¿Qué fue de aquellas triviales prisas con las que errábamos por la vida sin saborear las pequeñas alegrías cotidianas? Covid-19 no solo ha cambiado nuestros hábitos; también son ya diferentes nuestros valores, lo que de verdad apreciamos. El reloj se ha detenido, confinados en pequeños rincones con solo una ventana para contemplar un trocito de cielo sobre el asfalto paralizado. Una ventana por donde conversar con ese vecino a quien antes apenas dedicábamos una sonrisa al coincidir en el ascensor y del que ahora somos cómplices. Una ocasión para conocer mejor a quien hemos descubierto como virtuoso del saxo o para saber de aquel opositor monacal, con las pestañas pegadas al extenso temario que ha de aprender al pie de la letra, que ve transcurrir las horas muertas con la ilusión de una valiosa recompensa: un medio estable de vida cuando esta pesadilla finalice. Porque acabará, que nadie lo dude, y entonces todo su esfuerzo y abnegación habrán valido la pena.

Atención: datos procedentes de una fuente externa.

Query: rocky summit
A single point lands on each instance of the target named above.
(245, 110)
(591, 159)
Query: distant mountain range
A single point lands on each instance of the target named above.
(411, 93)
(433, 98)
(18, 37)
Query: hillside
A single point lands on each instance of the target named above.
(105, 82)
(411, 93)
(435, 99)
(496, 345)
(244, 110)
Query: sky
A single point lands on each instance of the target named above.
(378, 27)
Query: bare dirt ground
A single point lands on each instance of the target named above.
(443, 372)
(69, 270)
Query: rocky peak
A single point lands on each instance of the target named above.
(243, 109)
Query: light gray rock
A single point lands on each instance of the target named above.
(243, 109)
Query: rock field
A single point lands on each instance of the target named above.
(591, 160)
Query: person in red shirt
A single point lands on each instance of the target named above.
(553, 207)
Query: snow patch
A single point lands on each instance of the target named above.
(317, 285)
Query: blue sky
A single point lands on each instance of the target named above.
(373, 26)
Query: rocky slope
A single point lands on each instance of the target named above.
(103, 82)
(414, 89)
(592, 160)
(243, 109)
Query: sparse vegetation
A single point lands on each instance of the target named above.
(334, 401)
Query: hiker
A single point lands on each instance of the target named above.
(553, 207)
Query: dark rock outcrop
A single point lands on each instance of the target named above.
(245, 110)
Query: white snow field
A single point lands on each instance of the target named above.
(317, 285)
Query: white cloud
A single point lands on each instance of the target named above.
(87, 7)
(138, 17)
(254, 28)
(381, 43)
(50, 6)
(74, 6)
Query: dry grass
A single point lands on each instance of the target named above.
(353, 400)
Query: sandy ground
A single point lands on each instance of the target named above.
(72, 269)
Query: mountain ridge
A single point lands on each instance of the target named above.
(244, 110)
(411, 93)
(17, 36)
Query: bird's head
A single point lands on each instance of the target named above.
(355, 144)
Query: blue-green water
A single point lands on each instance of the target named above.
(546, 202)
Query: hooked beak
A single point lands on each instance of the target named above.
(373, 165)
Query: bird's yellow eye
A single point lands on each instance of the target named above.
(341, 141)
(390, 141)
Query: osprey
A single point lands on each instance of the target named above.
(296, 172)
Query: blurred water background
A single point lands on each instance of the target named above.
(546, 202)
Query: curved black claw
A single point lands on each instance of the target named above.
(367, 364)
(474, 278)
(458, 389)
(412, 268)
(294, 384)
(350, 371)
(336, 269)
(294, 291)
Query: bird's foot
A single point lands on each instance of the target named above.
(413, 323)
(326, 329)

Muchos están advirtiendo las ventajas del obligado trabajo desde casa por medios telemáticos: para los trabajadores, comodidad y una gran oportunidad de conciliación familiar; para los empresarios, un organización más flexible y eficaz; para todos, un poco menos de contaminación, tráfico, ruido y aglomeración ciudadana.

Hemos constatado la diferencia entre la reclusión voluntaria y la forzosa; el cautiverio se hace muy difícil de soportar mientras asistimos a la exhibición de conductas irresponsables que duelen tanto más en cuanto que hacen vano el sacrificio común del resto. Pero son mucho más intensas las muestras de entrega y solidaridad, de respeto y apoyo, de defensa y aliento. Cuando aplausos y elogios dominan a censura y abucheos, la esperanza se hace patente.

Ya nada será lo mismo. Podemos lograr que cambie para bien.